La Turquie est, de très loin, le premier pays d’accueil de réfugiés syriens au monde, puisqu’ils sont plus de 3,6 millions à y vivre. Ce qui s’est passé le 29 juin était d’une violence inédite. Des hommes, jeunes pour la plupart, ont saccagé à coups de pierres et de bâtons des commerces dont ils supposaient qu’ils étaient tenus par des Syriens à cause de leur devanture en arabe.

La police a utilisé des canons à eau et des gaz lacrymogènes pour disperser les assaillants. La préfecture a dû publier un communiqué pour expliquer que la rumeur à l’origine de l’émeute – selon laquelle un garçon syrien avait agressé une fillette du quartier – était infondée.

Dans le passé, des rumeurs similaires diffusées sur les réseaux sociaux avaient déjà créé des troubles dans certains quartiers d’Istanbul où les Syriens sont nombreux. Mais c’est la première fois que cela se traduit par des violences physiques de ce genre.
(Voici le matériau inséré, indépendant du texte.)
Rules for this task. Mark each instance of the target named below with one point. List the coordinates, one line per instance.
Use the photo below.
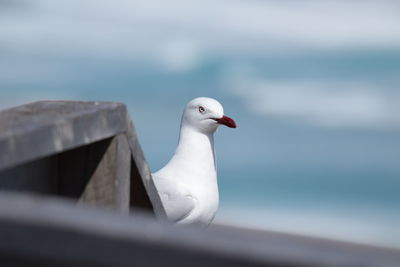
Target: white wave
(133, 28)
(328, 103)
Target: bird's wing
(177, 201)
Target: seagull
(187, 185)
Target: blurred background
(314, 87)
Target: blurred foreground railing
(55, 155)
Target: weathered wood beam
(37, 232)
(83, 150)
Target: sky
(312, 85)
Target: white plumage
(188, 185)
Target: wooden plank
(109, 185)
(63, 147)
(44, 128)
(36, 231)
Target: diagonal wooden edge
(45, 128)
(35, 130)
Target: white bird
(187, 185)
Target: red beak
(225, 120)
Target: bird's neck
(195, 146)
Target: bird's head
(206, 114)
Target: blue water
(276, 171)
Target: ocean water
(316, 150)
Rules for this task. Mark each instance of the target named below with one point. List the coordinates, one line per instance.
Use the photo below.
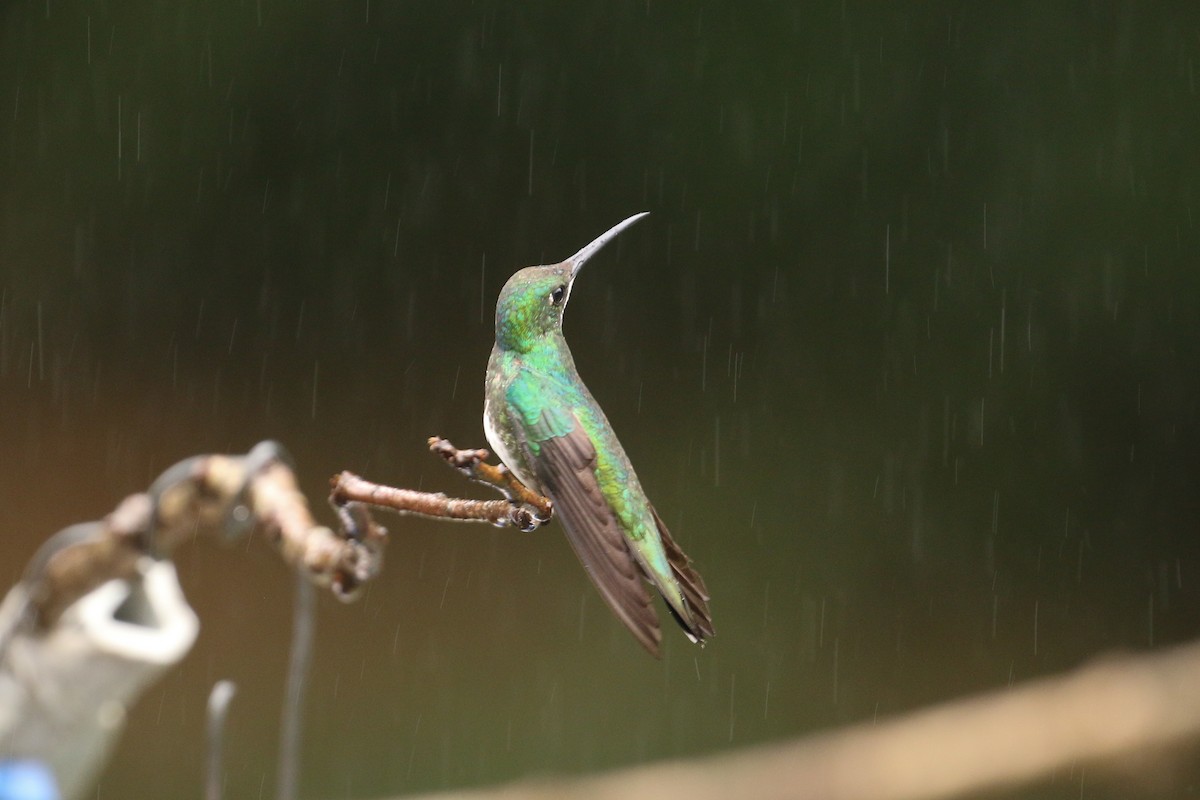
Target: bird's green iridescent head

Huit ans après le début du conflit en Syrie et l’arrivée massive de réfugiés en Turquie, l’émergence de telles violences aujourd’hui peut s’expliquer par plusieurs facteurs. D’abord, pendant les premières années du conflit, la plupart des réfugiés restaient dans les provinces frontalières, pensant rentrer chez eux.
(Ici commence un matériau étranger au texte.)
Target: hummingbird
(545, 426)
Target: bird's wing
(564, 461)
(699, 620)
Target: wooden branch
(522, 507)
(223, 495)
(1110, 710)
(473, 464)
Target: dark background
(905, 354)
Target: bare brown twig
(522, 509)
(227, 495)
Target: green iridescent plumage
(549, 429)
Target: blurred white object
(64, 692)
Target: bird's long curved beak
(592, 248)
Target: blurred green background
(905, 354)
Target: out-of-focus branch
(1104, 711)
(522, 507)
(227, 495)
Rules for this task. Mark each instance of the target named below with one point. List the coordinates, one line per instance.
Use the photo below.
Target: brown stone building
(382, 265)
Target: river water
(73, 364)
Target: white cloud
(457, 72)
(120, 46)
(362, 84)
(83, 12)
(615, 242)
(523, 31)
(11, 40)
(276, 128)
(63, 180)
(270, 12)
En 2015, ils ont commencé à migrer massivement vers les villes de l’ouest, certains essayant de se rendre en Europe, créant la fameuse « crise des réfugiés », et d’autres s’installant autour d’Izmir et surtout d’Istanbul, où ils sont plus de 500 000 aujourd’hui. C’est à partir de ce moment-là que le nombre d’incidents a augmenté.
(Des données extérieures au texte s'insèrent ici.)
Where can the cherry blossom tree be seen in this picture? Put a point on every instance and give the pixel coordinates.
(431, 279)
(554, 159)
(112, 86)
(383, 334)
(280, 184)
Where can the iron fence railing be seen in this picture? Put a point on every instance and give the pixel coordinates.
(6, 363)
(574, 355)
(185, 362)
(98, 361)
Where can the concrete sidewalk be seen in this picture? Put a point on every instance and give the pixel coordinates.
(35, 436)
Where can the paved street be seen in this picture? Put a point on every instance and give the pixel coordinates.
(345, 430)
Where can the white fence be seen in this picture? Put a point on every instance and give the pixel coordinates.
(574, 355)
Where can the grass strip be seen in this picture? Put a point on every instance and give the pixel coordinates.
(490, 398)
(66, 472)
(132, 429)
Mais c’est surtout la prise de conscience que ces réfugiés ne rentreraient pas chez eux qui a entamé la patience des locaux. À partir du moment où les Syriens ont commencé à envoyer leurs enfants à l’école turque, à accepter des emplois peu qualifiés et non déclarés dans ces quartiers, les incidents se sont multipliés.

Ils sont presque toujours déclenchés par une rumeur liée à la sécurité, mais ils traduisent surtout l’explosion d’un ressentiment qui, lui, est lié à des enjeux économiques. Les Syriens sont accusés de « voler » le travail des Turcs. La cohabitation est devenue d’autant plus tendue que l’état de l’économie turque s’est dégradé ces derniers mois, avec une très forte inflation et un chômage en hausse.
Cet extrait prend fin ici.